EQUIPMENT AND MATERIALS
The staffs, carrying out the project tasks, are properly trained and have equipment that is safe to use. There can never be too many caution signs or even caution tape to block off the entrance to the room while floors and walls are drying. No one other than the project staff is allowed in the room unit until it has been completed and inspected to the required cleaning standards. In rooms where repairs have been made, no patient/resident will be admitted until it has been inspected and certified safe to occupy.

LABOUR RESOURCES
The staff used to project clean may be set up in different manners depending on the type of facility, size of facility, size of budget:
  -  it may be staff permanently assigned to project work;
there may be a ‘team’ made up of staff where each staff member may be deemed to deliver certain tasks, such as wall cleaning, floor scrubbing and re-finishing, etc.
  -  it may be a rotational staff system wherein many staff may be trained to project cleaning within their own work areas.
  -  The staff has been properly trained as per Occupational, Health and Safety legislation and facility policies and procedures.

TIME ALLOWANCES
Average time allowances for the types of tasks to be delivered should be established from the type of room, size of room and number of tasks to be performed. This must be established through a recognized housekeeping software program and/or through a proper Housekeeping Methodology Study.

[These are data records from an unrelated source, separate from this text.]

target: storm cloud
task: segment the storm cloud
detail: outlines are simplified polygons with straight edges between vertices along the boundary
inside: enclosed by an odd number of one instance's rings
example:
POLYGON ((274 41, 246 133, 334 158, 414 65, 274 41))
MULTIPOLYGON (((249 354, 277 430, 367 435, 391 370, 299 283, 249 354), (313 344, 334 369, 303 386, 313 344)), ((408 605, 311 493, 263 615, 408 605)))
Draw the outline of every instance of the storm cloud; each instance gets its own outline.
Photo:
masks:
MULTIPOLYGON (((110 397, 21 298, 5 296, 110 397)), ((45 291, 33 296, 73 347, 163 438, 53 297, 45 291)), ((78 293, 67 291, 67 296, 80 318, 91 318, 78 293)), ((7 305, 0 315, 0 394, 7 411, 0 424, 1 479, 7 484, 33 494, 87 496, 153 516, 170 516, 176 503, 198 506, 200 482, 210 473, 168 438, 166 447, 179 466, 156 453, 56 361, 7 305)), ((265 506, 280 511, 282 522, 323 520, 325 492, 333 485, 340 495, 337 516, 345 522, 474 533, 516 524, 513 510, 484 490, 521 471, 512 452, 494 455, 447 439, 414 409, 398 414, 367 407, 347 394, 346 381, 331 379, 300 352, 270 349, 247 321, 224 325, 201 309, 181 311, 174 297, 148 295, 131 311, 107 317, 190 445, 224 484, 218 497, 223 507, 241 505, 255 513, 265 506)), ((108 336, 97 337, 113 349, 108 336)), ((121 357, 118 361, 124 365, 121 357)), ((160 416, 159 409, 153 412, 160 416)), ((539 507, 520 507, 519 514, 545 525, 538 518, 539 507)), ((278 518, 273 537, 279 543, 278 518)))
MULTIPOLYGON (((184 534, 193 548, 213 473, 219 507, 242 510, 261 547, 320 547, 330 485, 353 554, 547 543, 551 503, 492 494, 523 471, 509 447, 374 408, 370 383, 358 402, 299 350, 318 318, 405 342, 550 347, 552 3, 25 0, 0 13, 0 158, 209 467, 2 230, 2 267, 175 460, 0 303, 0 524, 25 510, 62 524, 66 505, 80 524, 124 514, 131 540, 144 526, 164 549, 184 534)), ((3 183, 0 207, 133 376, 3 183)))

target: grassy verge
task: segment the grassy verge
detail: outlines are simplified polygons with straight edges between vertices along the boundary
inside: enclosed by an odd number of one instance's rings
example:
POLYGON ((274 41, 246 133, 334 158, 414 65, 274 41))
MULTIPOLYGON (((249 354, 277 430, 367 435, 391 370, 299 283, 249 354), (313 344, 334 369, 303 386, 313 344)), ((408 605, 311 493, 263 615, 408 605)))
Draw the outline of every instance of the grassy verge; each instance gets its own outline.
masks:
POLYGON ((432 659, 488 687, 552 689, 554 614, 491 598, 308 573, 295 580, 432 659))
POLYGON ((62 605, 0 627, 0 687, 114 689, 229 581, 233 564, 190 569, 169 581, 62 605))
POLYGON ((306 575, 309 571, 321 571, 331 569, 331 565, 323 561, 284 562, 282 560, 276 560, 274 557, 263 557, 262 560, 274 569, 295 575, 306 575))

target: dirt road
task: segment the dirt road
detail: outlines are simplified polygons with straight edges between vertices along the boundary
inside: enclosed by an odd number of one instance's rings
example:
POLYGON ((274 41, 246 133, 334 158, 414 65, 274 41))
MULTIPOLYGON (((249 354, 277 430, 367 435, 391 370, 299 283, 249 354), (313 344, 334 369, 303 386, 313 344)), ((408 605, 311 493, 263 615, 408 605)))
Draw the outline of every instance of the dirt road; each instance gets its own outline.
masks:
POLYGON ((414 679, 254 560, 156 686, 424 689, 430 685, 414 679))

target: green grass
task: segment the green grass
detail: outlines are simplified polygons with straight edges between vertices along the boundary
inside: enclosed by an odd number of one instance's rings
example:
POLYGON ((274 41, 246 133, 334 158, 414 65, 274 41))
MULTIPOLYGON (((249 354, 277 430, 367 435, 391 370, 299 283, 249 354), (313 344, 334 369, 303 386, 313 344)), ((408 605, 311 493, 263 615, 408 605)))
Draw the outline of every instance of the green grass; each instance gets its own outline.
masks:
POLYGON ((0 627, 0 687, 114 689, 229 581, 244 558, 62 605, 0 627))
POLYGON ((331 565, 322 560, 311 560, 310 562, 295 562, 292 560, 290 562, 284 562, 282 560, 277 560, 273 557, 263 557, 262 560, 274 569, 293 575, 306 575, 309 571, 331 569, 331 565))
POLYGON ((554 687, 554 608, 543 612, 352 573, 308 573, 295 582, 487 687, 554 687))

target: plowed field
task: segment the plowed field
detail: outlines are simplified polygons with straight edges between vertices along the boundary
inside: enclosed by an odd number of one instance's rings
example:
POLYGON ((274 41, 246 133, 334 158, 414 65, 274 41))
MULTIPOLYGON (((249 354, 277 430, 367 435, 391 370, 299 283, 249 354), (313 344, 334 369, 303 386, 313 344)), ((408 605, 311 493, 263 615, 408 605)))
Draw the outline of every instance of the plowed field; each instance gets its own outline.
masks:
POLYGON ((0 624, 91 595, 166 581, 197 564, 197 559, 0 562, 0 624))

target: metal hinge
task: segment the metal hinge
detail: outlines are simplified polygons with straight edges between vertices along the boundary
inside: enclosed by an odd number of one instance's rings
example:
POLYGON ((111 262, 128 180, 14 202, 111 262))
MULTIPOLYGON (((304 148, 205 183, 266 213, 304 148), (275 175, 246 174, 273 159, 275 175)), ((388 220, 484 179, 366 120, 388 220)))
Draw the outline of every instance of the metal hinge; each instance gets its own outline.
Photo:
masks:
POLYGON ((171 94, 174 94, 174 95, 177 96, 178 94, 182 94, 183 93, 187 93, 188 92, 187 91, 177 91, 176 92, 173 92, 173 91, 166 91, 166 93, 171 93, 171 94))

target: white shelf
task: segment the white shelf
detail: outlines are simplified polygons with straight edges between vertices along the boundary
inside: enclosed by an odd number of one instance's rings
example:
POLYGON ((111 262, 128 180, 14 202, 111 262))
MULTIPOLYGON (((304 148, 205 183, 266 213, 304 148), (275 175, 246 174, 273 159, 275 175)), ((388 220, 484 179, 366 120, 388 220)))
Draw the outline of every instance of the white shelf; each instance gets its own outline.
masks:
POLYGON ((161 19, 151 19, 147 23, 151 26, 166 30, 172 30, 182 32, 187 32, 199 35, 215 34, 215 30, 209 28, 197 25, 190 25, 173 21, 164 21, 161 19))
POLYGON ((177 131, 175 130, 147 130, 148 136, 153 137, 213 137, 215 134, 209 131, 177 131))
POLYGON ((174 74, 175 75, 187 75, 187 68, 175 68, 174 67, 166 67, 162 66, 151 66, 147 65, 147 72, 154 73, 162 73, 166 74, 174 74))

Having established average room times greatly assists the patient unit manager, resident care manager in working with the housekeeping staff with planning the occupancy of these rooms. There are variances to time allowances regarding the time of year, summer versus winter. Drying times for floor finishes are greatly affected by humidity and affect the length of time required to complete the project tasks.

QUALITY CONTROL
The room is ready to be occupied by the patient or resident when the room is completed to the cleaning standards as required by the housekeeping department/facility. This last essential Quality Control), is definitely not the least of the essentials.  A good quality control system that is objective will ensure that the cleaning standards will be attained and maintained.

Will the patient be pleased to see where they will be staying during their recuperation? Will the resident and their family be satisfied that what they see is clean and conducive to a healthy environment? If they are satisfied, then their perception is that they will receive quality service from an outstanding facility.